Annuities are insurance plans that can be accessed at a certain age, with payments often coming from stock market investments. Annuity beneficiaries may be subject to taxes, but annuities are less susceptible to tax issues than other forms of inheritance. Annuity owners must name beneficiaries in the contract, and can make changes if needed. Primary and contingent beneficiaries are important to consider, and choosing wisely can avoid high taxes. Some choose to operate annuities in foreign countries for higher returns.
Annuities are a type of insurance plan that crosses over into the realm of investment. In the same way as with Social Security in the United States, they defer a planned amount of money into a fund that can be accessed at the owner’s discretion at any time after a particular age. In many cases, the income that feeds an annuity is funneled from an investment in the stock market, and the payments will be automatically released on a regular basis, chosen by the owner. An annuity beneficiary is someone who is named to inherit this amount if the owner must die before using it all. It’s kind of like a trust fund.
Annuity beneficiaries, like most other heirs, may be subject to tax in some cases. The good news is that annuities are much less susceptible to these problems than most other forms of inheritance because they are routed through an insurance company. Annuity owners must directly and clearly name one or more annuity beneficiaries in the annuity contract.
The insurance company and the type of contract will determine whether taxes will be imposed and how much will be deducted. Contracts need to be read and entered into carefully, and annuity owners have the right to demand changes to their contract. Annuity beneficiaries generally trump named heirs in a will, so the content of the annuity contract is vital.
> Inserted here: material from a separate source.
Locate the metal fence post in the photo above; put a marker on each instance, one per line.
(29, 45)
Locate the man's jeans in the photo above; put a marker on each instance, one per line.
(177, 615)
If an annuity owner wishes to change one or more of the beneficiaries listed in their contract, they will usually need to complete a form and submit it to the insurance agent in charge of the annuity, who will then make the change. Owners can also name more than one person as a beneficiary, and some annuity owners even choose multiple people.
A primary annuity beneficiary is the first in the inheritance process. Annuity owners may name one or more preferred heirs and specify what percentage each will receive. Contingent beneficiaries act as the second line of defense, a backup plan in case one or all of the primary beneficiaries die before they can accept the funds.
It is important to choose an annuity beneficiary wisely. People often decide to open an annuity before retirement because it can provide funds for a lifetime. If an annuity beneficiary decides to take their entire inheritance at once, or if the beneficiary is already wealthy, then they may be subject to higher taxes when they inherit, and much of the annuity money may end up going to the government.
Some annuity owners and annuity beneficiaries choose to operate in a foreign country where the annuities earn higher returns. Switzerland is a popular choice. The rest of the European Union and Australia tend to have slightly stricter laws than the United States, while Asia and South America vary from region to region.